The day Arthur comes back is cold and bright, and the scent of sea salt is on the air.

Mordred hasn’t seen Merlin for six months and he doesn’t know why until Merlin bursts through the door of his tiny bedsit, eyes fever bright, and announces: “It’s time.”

Five hours later, they’re approaching the shores of Avalon. 

“I’d been seeing the omens for months,” Merlin says as he drags Mordred along. “But I only made sense of them a few days ago, and then I knew it was finally happening.”

He’s talking to himself more than to Mordred, hands gesticulating wildly, cheeks flushed. He looks beautiful, and insane.

When they finally reach the edge of the lake, Mordred is suddenly afraid. He stops walking, and Merlin spins to face him.

“I shouldn’t go any further,” he says quickly. “I should… he’s back now, and you don’t need me anymore.”

Merlin reaches out to grip his wrist, cruel and sudden.

“Did you really think I’d let you go?” he says, and then ropes are twisting their way around Mordred’s hands and ankles. He overbalances, falls, and Merlin leaves him lying there on his side as he walks forward and wades into the lake.

For a long time, nothing happens. Then a monstrous thunderclap sounds, and a flash of lightning rends the sky in two. Mordred watches, shaking, as the waters begin to froth and foam, until a kind of whirlpool appears in the middle of the lake. A bolt of lightning strikes right down into the centre of the swirling chaos, and there’s an almighty cracking sound. 
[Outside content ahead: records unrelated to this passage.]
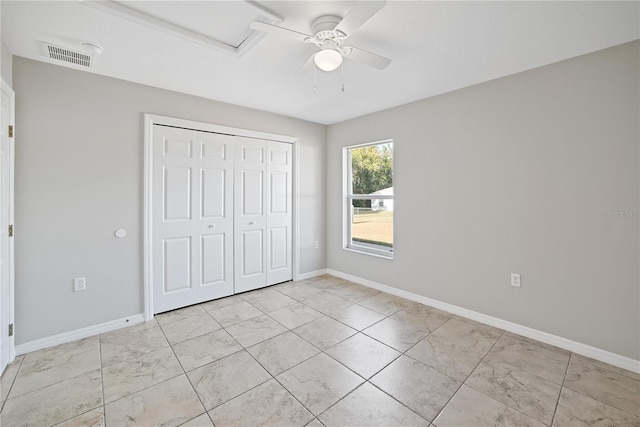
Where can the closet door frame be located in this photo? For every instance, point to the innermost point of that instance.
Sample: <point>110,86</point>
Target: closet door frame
<point>152,119</point>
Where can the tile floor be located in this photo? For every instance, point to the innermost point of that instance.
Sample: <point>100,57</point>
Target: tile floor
<point>318,352</point>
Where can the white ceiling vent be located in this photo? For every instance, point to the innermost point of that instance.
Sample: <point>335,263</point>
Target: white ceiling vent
<point>67,55</point>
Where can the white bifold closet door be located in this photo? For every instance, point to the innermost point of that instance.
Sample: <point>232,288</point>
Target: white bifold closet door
<point>221,215</point>
<point>262,213</point>
<point>192,217</point>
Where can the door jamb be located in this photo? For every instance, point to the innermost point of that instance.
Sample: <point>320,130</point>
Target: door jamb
<point>4,87</point>
<point>154,119</point>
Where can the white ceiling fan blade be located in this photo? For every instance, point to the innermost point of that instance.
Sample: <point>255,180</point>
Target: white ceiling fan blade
<point>367,58</point>
<point>269,28</point>
<point>306,67</point>
<point>361,13</point>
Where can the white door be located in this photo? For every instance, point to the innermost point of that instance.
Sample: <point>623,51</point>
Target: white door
<point>250,214</point>
<point>7,352</point>
<point>192,218</point>
<point>279,174</point>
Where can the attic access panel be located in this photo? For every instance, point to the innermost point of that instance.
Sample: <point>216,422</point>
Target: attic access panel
<point>220,24</point>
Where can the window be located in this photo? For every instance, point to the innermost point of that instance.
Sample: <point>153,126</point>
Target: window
<point>369,198</point>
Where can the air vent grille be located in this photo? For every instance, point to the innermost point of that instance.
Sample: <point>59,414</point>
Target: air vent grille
<point>67,55</point>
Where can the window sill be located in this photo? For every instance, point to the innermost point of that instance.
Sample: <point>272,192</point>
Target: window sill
<point>382,255</point>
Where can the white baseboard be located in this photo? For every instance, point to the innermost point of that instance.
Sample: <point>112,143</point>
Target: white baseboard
<point>309,275</point>
<point>567,344</point>
<point>78,334</point>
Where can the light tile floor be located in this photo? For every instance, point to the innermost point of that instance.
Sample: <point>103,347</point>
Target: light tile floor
<point>318,352</point>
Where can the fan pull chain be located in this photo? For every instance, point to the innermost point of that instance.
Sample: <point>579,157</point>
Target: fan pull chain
<point>315,79</point>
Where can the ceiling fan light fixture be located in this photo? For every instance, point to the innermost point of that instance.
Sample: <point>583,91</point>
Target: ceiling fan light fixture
<point>328,59</point>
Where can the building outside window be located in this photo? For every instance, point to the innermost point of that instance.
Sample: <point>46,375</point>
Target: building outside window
<point>369,198</point>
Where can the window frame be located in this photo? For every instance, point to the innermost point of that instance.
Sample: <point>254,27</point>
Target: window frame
<point>348,198</point>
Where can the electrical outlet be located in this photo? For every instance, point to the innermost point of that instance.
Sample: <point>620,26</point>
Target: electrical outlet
<point>79,284</point>
<point>515,280</point>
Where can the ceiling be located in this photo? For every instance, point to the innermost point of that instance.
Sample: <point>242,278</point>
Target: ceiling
<point>206,48</point>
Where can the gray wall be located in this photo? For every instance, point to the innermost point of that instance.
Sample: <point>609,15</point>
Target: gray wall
<point>6,63</point>
<point>515,176</point>
<point>79,176</point>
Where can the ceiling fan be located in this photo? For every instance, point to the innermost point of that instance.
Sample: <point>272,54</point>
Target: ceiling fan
<point>330,33</point>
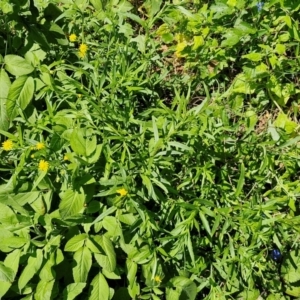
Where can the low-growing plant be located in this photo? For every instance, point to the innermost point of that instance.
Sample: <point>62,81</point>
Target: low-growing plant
<point>136,170</point>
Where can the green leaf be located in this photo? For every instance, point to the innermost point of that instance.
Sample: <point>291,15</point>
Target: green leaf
<point>19,95</point>
<point>6,274</point>
<point>5,86</point>
<point>72,203</point>
<point>17,65</point>
<point>188,287</point>
<point>83,259</point>
<point>11,261</point>
<point>112,226</point>
<point>232,37</point>
<point>83,142</point>
<point>75,242</point>
<point>205,222</point>
<point>108,261</point>
<point>280,49</point>
<point>241,180</point>
<point>99,288</point>
<point>72,290</point>
<point>32,266</point>
<point>253,56</point>
<point>44,290</point>
<point>7,216</point>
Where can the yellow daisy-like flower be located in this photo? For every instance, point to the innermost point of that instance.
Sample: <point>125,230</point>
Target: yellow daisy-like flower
<point>43,165</point>
<point>73,38</point>
<point>7,145</point>
<point>82,50</point>
<point>39,146</point>
<point>122,192</point>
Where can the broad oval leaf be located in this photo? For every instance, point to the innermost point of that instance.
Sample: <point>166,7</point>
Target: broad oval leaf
<point>17,65</point>
<point>6,274</point>
<point>83,259</point>
<point>32,266</point>
<point>73,290</point>
<point>5,86</point>
<point>19,95</point>
<point>72,203</point>
<point>75,242</point>
<point>99,288</point>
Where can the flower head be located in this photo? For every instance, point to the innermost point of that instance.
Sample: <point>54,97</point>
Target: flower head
<point>40,146</point>
<point>43,165</point>
<point>7,145</point>
<point>259,6</point>
<point>82,50</point>
<point>73,38</point>
<point>122,192</point>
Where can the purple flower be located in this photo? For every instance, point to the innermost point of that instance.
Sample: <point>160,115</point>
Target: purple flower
<point>276,255</point>
<point>259,6</point>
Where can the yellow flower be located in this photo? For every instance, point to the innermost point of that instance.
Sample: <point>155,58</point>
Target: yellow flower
<point>39,146</point>
<point>82,50</point>
<point>72,37</point>
<point>43,165</point>
<point>7,145</point>
<point>122,192</point>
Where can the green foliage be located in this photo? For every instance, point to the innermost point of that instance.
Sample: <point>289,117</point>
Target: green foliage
<point>149,149</point>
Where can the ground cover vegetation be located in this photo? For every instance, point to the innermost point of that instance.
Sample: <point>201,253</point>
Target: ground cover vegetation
<point>149,149</point>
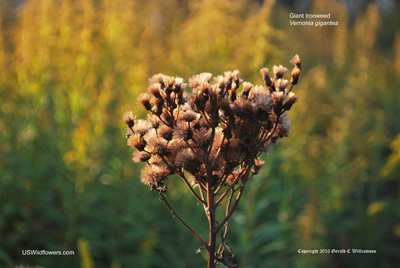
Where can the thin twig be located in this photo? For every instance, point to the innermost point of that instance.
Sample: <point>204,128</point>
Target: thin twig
<point>179,219</point>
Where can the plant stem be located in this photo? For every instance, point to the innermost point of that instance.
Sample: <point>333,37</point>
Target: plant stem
<point>179,219</point>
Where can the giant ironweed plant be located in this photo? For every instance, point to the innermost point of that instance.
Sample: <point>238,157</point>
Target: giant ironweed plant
<point>212,139</point>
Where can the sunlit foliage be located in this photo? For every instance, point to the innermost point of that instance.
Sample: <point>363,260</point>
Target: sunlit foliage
<point>69,68</point>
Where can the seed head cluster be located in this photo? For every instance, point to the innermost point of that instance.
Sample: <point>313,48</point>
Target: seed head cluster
<point>214,133</point>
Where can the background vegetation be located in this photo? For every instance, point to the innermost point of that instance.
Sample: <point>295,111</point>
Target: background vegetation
<point>70,69</point>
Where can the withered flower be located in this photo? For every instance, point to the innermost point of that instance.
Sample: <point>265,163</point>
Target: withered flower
<point>211,137</point>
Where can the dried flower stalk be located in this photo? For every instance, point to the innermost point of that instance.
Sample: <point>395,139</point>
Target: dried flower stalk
<point>211,138</point>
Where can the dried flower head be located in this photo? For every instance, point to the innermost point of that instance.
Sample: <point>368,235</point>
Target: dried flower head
<point>279,71</point>
<point>211,137</point>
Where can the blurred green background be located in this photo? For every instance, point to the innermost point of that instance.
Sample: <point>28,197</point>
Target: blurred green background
<point>70,69</point>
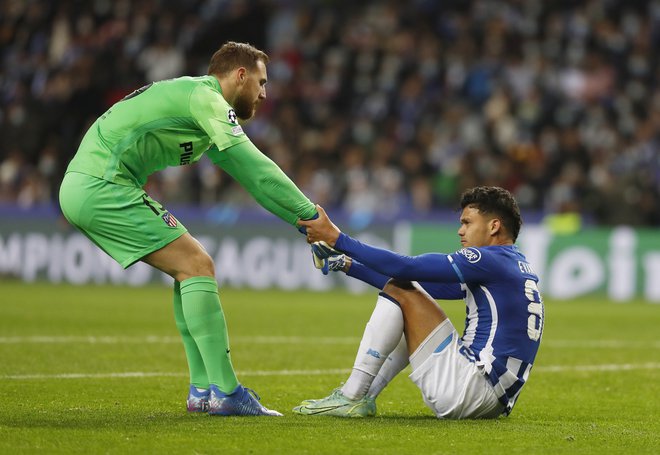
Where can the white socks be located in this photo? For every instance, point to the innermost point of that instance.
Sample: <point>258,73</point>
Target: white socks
<point>395,362</point>
<point>381,336</point>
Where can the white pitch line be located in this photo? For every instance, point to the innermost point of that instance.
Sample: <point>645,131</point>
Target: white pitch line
<point>142,374</point>
<point>155,339</point>
<point>335,371</point>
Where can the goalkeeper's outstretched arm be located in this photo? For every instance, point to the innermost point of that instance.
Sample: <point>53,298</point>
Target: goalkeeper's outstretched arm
<point>265,181</point>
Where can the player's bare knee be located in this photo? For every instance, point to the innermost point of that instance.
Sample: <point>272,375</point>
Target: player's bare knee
<point>204,264</point>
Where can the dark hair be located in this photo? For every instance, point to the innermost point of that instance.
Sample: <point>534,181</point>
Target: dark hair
<point>497,201</point>
<point>234,55</point>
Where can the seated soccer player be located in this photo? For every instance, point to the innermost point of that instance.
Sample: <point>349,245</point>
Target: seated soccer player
<point>477,375</point>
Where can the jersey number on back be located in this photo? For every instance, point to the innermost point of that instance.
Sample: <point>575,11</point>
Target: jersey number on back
<point>535,310</point>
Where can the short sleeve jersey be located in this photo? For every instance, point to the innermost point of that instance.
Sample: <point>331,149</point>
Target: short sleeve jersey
<point>166,123</point>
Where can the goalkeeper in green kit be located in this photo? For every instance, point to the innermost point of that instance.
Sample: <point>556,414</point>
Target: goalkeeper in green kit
<point>172,123</point>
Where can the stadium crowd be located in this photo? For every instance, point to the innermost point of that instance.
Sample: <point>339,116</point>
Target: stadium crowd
<point>383,107</point>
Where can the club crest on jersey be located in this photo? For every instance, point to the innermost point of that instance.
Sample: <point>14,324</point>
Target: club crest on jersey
<point>169,219</point>
<point>231,116</point>
<point>471,254</point>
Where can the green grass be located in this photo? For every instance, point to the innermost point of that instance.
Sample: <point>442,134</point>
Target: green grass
<point>568,406</point>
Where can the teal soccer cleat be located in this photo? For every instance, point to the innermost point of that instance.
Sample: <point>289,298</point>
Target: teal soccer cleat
<point>198,401</point>
<point>241,402</point>
<point>336,404</point>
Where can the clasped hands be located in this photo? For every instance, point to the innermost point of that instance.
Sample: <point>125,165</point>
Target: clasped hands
<point>322,235</point>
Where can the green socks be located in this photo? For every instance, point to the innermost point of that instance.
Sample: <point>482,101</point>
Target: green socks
<point>201,322</point>
<point>198,376</point>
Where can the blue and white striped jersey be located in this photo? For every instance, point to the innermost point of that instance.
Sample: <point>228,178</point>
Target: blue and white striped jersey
<point>504,315</point>
<point>504,310</point>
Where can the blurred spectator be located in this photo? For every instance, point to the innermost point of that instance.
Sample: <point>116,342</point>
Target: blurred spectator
<point>388,108</point>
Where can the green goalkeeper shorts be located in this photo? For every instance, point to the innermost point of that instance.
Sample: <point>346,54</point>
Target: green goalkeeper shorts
<point>122,220</point>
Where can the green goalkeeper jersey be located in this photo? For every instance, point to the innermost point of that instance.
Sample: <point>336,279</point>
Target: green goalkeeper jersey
<point>174,122</point>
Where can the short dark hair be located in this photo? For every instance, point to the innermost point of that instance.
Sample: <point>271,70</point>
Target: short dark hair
<point>497,201</point>
<point>234,55</point>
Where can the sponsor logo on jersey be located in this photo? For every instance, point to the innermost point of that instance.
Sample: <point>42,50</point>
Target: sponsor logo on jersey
<point>169,219</point>
<point>231,116</point>
<point>471,254</point>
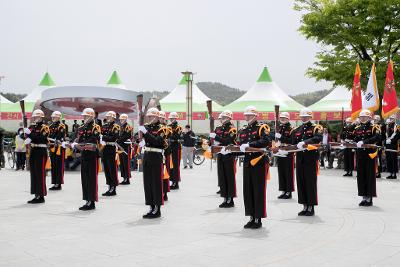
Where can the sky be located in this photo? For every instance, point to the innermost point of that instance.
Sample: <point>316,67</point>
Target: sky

Mordred shuts his eyes in terror for a long minute. When he opens them again, the sky is clear and the water is calm. And from the centre of the lake, a figure is emerging…

Mordred watches, transfixed, as Arthur Pendragon rises again: chainmail gleaming, Excalibur at his side.

Merlin doesn’t move straight away, then all at once he takes off running, splashing through the water until he reaches Arthur. They stand and stare at each other for a long moment, and then they fall into each other’s arms, and Mordred looks away.

 

__________________________________________________________________________________________________________________

 

Merlin brings Arthur back to the shore and they sit on the ground for several hours, talking. Mordred’s too far away to hear what they’re saying, but he sees Arthur bring his hand up to caress Merlin’s face at one point and it makes his heart hurt.

Eventually they rise, and Mordred entertains a mad hope that they might just walk away and leave him, but then Merlin turns and directs Arthur towards where he lies.

When they get close enough to see him, Arthur recoils, and Merlin places a soothing hand on his shoulder.

“It’s alright, he can’t hurt you anymore.”

Mordred squints up at Arthur. He’s just as handsome as Mordred remembers him; in fact, more so. Reincarnated Arthur positively gleams; his hair shining like burnished gold, his skin glowing like warm sunlight.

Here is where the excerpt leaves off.